Several species on the Brighton site were observed or detected most frequently on switchgrass plots, indicating the potential for switchgrass bioenergy production to provide a greater benefit to these species compared to traditional bioenergy crops like corn. Species that occurred most frequently on switchgrass plots included grassland specialists (Dickcissel, Grasshopper Sparrow, and Sedge Wren) and the Common Yellowthroat, which is not a grassland specialist, but occurs in a variety of habitats, including grassland [44]. Henslow’s Sparrow occurrence in 2020 on mostly corn plots seems anomalous, because its preferred habitat is usually dominated by tall, dense grasses with scattered forbs [45]. About 85% of Henslow’s Sparrow detections were in Plot 512, and it is possible that detections were of birds on adjacent grassland and old field habitats to the west of Plot 512 (Figure 1), or that Henslow’s Sparrows used adjacent corn plants for singing perches. It is not clear why this species was not detected more frequently on switchgrass plots in 2020 or on any plots in subsequent years.
The corn plots at Brighton in all three years had numerous patches of weeds that comprised up to 25% of the cover on these plots. The Brighton site was chosen for an evaluation of perennial bioenergy crops because of its lower yield potential for traditional row crops. Prior to the study, average yields of corn were 7.7 Mg ha−1 [46]. High weed pressure and marginal soils resulted in lower corn yields during the study period, with at least one stand failure. The presence of other plant species within the corn plots and poorer crop stand resulted in different habitat conditions than a typical monocrop stand and actually may have improved habitat conditions for birds in these plots.

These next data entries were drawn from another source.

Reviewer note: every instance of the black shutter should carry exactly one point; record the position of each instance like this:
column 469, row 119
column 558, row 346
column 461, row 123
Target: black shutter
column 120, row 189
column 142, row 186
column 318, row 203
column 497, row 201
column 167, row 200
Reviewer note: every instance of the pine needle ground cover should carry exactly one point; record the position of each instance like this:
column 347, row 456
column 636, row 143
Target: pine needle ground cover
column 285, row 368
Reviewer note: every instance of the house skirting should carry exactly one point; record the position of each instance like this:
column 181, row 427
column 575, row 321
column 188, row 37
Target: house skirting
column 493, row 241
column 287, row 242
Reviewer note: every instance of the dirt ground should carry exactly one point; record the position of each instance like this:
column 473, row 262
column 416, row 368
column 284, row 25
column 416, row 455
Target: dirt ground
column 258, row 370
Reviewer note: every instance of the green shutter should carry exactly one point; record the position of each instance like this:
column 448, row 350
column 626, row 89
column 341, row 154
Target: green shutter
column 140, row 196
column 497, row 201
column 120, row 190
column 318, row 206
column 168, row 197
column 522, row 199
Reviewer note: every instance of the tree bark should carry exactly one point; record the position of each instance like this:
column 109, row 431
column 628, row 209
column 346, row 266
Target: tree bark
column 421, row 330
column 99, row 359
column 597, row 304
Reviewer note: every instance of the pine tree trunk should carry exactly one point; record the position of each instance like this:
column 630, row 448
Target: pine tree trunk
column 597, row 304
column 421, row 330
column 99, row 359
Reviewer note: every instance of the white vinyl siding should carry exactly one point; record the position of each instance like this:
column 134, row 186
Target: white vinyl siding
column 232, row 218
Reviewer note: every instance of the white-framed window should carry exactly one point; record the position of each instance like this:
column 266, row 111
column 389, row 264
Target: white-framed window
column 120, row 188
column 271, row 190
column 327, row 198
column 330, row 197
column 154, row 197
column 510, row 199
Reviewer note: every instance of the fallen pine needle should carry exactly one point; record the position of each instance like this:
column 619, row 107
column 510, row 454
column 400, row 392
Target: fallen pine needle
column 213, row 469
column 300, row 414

Switchgrass density and height at the Brighton site changed considerably over the course of the study after the plots were planted in 2019. There was a noticeable increase in the density and height of switchgrass in 2021 and some additional increase in 2022 as the perennial switchgrass became established. With this increase in switchgrass density, there was a reduction in the number of patches of foxtail (Setaria sp.), timothy (Phleum pratense), and other weedy species that provided small openings in switchgrass cover in 2020. By September 2021 and in all of 2022, switchgrass was so dense that it became very difficult to walk through. Because corn is annual, conditions on corn plots changed little from year to year.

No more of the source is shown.